ATTC was established in July 1966 as a joint project by the Governments of Ghana and Canada. It was envisioned as a training school to train skilled workers for Ghana's industrial requirements and it marked the first major Canadian support to Ghana in the field of technical education and training.

ATTC trains workers for different occupations and trades. Currently, the school is under the Technical Division of the Ghana Education Service of the Ministry of Education.

History 
In the early 1960s, Arnold Doyle, the Director of Vocational and Technical Education for Saskatchewan, conducted a feasibility study for the establishment of a technical school in Ghana.  It was sponsored by the Canadian External Aid Office.

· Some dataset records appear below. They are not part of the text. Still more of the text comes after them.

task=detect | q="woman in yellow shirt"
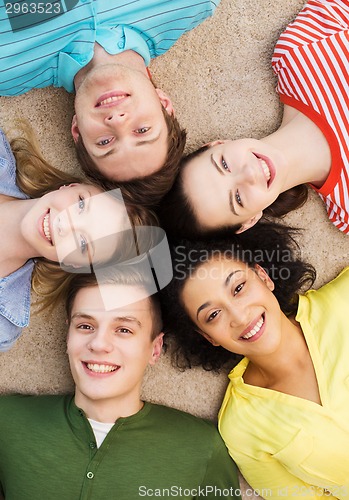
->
[165,225,349,499]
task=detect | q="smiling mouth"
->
[42,210,53,245]
[84,363,120,373]
[253,153,275,188]
[240,315,264,340]
[96,94,130,108]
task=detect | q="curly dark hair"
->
[158,146,308,240]
[75,107,187,207]
[160,222,316,371]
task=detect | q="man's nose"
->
[229,305,249,328]
[89,328,113,352]
[104,110,127,125]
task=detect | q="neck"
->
[0,198,40,266]
[74,43,149,91]
[263,106,331,191]
[75,391,144,423]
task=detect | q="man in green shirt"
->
[0,274,240,500]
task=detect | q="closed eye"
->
[235,190,243,207]
[76,323,93,330]
[97,137,113,146]
[135,127,151,134]
[233,283,245,295]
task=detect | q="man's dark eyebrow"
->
[113,316,142,327]
[229,189,239,217]
[210,154,224,175]
[70,312,95,320]
[71,311,142,326]
[196,269,241,319]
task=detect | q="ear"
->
[149,333,164,365]
[202,140,227,148]
[155,89,175,116]
[254,264,275,291]
[235,212,263,234]
[71,115,80,142]
[195,329,220,347]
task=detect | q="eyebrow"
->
[71,312,142,327]
[210,154,224,175]
[92,130,161,160]
[196,269,241,319]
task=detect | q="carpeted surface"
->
[0,0,349,498]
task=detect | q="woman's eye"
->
[97,138,112,146]
[207,311,219,323]
[234,283,245,295]
[135,127,150,134]
[221,156,230,172]
[80,236,88,254]
[78,196,85,212]
[235,191,243,207]
[116,328,132,335]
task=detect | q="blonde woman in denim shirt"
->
[0,127,151,351]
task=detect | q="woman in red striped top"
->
[162,0,349,237]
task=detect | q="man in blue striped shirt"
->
[0,0,220,202]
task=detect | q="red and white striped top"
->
[272,0,349,233]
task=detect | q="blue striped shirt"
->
[0,0,220,96]
[0,129,34,352]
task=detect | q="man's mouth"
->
[240,315,265,340]
[42,210,53,245]
[96,92,130,108]
[84,363,120,373]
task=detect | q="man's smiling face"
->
[72,64,173,181]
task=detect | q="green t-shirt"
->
[0,395,239,500]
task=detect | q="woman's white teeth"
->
[242,318,264,340]
[42,213,52,243]
[259,158,271,181]
[86,363,119,373]
[99,94,127,106]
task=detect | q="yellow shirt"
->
[219,267,349,500]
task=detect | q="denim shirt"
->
[0,129,34,351]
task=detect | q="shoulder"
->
[148,403,218,436]
[0,394,71,419]
[301,267,349,306]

Doyle became the Canadian Coordinator for the ATTC project. The Ghanaian counterpart was Frank Hutchful, then Ghana's Director of Apprenticeship and Duty Chief Technical Education Officer.

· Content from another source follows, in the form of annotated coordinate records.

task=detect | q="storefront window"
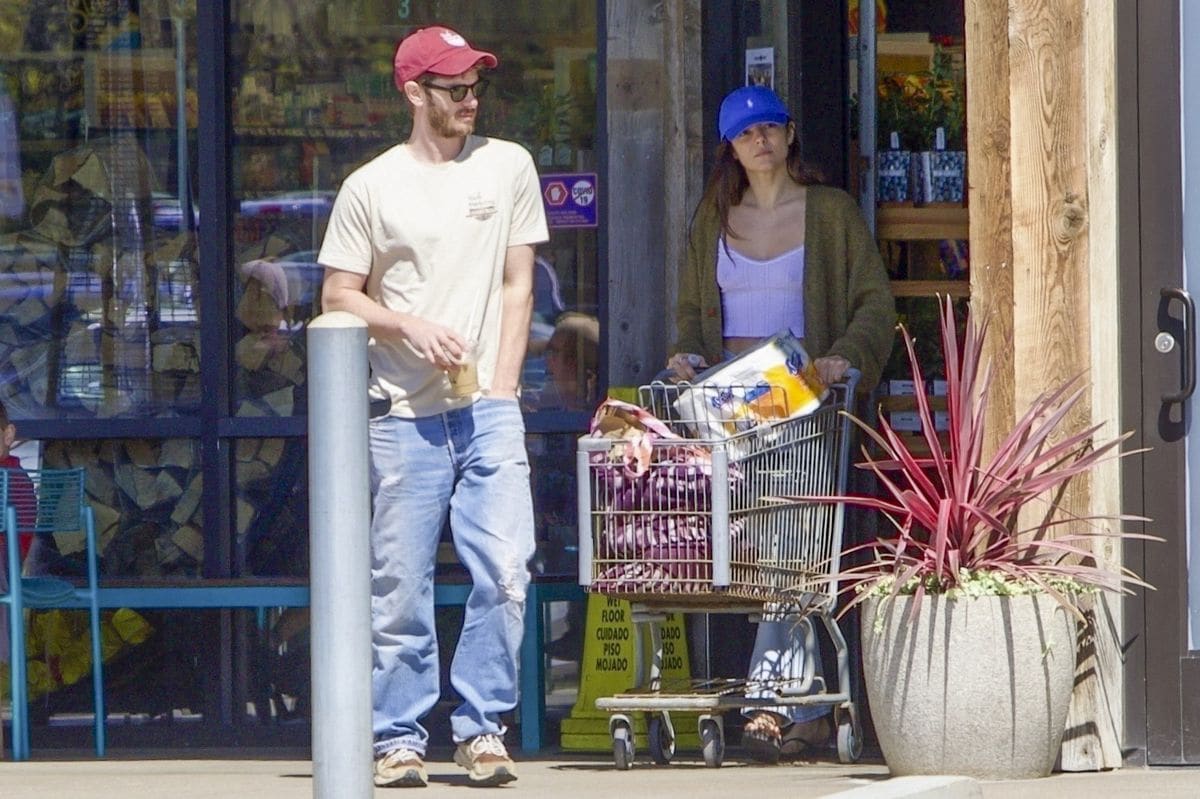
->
[41,438,204,578]
[0,0,200,419]
[233,438,308,578]
[230,0,599,416]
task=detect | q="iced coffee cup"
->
[449,342,479,397]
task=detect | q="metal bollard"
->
[308,311,374,799]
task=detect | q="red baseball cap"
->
[392,25,499,91]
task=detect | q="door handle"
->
[1162,288,1196,403]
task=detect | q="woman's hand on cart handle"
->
[667,353,708,380]
[812,355,850,385]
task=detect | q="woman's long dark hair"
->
[701,122,824,239]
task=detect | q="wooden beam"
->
[1008,0,1121,770]
[964,0,1016,452]
[604,0,667,385]
[652,0,704,364]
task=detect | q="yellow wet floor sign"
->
[560,594,700,752]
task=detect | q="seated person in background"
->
[667,86,896,762]
[541,311,600,411]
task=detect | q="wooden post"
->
[965,0,1121,770]
[662,0,706,353]
[965,0,1016,452]
[604,0,682,385]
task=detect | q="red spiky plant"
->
[803,298,1153,614]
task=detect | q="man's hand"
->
[400,317,467,370]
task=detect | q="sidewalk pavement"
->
[0,751,1200,799]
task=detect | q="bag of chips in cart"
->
[674,331,829,439]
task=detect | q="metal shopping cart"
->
[577,371,862,769]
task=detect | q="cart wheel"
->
[647,716,674,765]
[838,713,863,763]
[612,721,634,771]
[700,717,725,769]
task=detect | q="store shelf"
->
[892,280,971,299]
[875,205,970,241]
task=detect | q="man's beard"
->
[430,106,475,139]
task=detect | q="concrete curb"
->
[827,776,983,799]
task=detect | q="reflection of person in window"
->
[542,311,600,410]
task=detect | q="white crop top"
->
[716,236,804,338]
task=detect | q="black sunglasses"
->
[421,78,488,103]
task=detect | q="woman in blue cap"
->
[667,86,896,762]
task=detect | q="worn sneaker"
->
[454,734,517,786]
[376,746,430,788]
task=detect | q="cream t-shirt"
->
[317,136,550,417]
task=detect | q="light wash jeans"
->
[370,397,534,757]
[742,611,833,723]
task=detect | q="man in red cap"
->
[318,26,548,786]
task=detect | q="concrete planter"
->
[862,587,1075,780]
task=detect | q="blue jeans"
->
[370,397,534,757]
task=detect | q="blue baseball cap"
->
[716,86,792,142]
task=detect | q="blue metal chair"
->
[0,469,104,761]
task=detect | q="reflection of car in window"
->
[150,192,336,230]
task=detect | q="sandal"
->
[742,710,782,763]
[779,714,833,759]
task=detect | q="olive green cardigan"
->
[674,186,896,391]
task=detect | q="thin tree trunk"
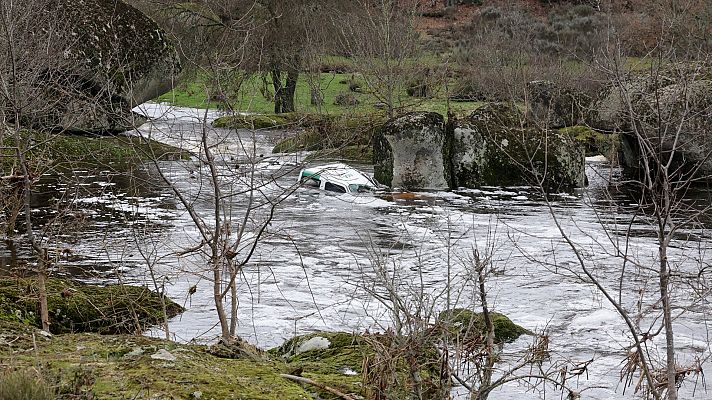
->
[37,253,49,332]
[271,65,285,114]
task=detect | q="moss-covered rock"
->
[270,332,450,399]
[438,308,533,343]
[559,125,620,160]
[451,103,586,190]
[587,62,712,180]
[0,278,183,333]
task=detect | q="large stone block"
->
[373,112,450,190]
[451,103,586,190]
[7,0,180,133]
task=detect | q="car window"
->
[324,182,346,193]
[349,183,371,193]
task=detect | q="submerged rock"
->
[588,64,712,177]
[373,112,450,189]
[10,0,180,133]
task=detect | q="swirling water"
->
[0,104,712,399]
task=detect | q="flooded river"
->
[0,105,712,400]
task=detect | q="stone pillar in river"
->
[6,0,180,133]
[373,112,450,190]
[373,103,586,191]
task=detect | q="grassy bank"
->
[0,130,189,172]
[156,72,480,115]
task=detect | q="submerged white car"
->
[299,163,378,193]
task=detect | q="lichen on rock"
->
[373,112,450,189]
[451,103,585,191]
[0,278,183,334]
[10,0,180,133]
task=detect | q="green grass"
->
[157,69,481,115]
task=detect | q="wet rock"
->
[526,81,588,129]
[588,64,712,176]
[373,112,450,189]
[9,0,180,133]
[438,308,533,343]
[449,103,586,190]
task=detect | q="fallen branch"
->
[279,374,356,400]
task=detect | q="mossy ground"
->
[156,72,481,115]
[0,130,189,171]
[0,278,183,333]
[559,125,621,160]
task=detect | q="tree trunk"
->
[271,65,284,114]
[271,66,299,114]
[282,69,299,112]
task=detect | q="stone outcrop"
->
[374,103,586,190]
[588,65,712,176]
[451,103,585,190]
[12,0,180,133]
[373,112,450,190]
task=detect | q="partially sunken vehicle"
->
[299,163,378,193]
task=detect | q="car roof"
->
[302,163,376,186]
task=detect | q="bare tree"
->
[332,0,439,117]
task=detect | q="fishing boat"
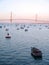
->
[5,33,11,38]
[31,47,42,58]
[25,29,28,31]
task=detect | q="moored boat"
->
[5,33,11,38]
[31,47,42,58]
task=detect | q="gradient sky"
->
[0,0,49,20]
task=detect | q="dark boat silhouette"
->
[25,29,28,31]
[5,33,11,38]
[31,47,42,58]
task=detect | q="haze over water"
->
[0,23,49,65]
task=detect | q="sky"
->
[0,0,49,23]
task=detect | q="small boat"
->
[5,33,11,38]
[6,28,9,31]
[31,47,42,58]
[25,29,28,31]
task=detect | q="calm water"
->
[0,24,49,65]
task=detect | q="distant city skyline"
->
[0,0,49,23]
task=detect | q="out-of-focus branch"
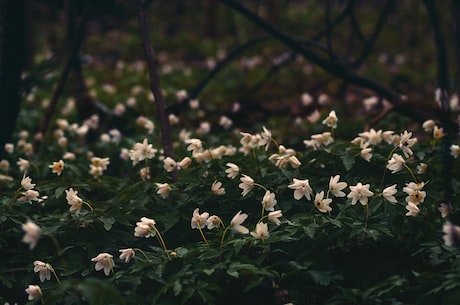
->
[138,0,178,180]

ATTC opened in July, 1966.  The ceremony was attended by Donald S. Macdonald and  A.K. Deku, the then Commissioner for Education in the National Liberation Council (NLC) Government, representing the Government of Ghana.

Principal 
As of July 2019 - Mr. arc Aku Dometey.

Programmes

Core Study Areas 

 English / Liberal Studies
 Integrated Science
Mathematics
 Information Communication & Technology
 ICT
 Technical Drawing

Elective Programme Areas 

Architectural Drafting
 Auto Body Repairs
 Building Construction Technology
 Business System Technician
Computer Technology
 Construction Technician Programme
 Creative Art Technology
Electrical Engineering Technology
 Electronics Engineering
 Fashion
 Industrial Maintenance
Mechanical Engineering technology
 Motor Vehicle Technology
 Plumbing and Gas Fitting Technology
 Refrigeration and Air-Condition Technology
 Small Engine Repairs
Welding and Fabrication Technology
 Wood Construction Technology

Training Workers for Industry 
The ATTC has been organizing short two-week courses for industry since 1994. This was set up with the support of the French government at that time. Courses include Hydraulics, Industrial Electricals, Pneumatics, Programmable Logic Controller, Refrigeration, Welding, and Meteorology (World Bank, 2014).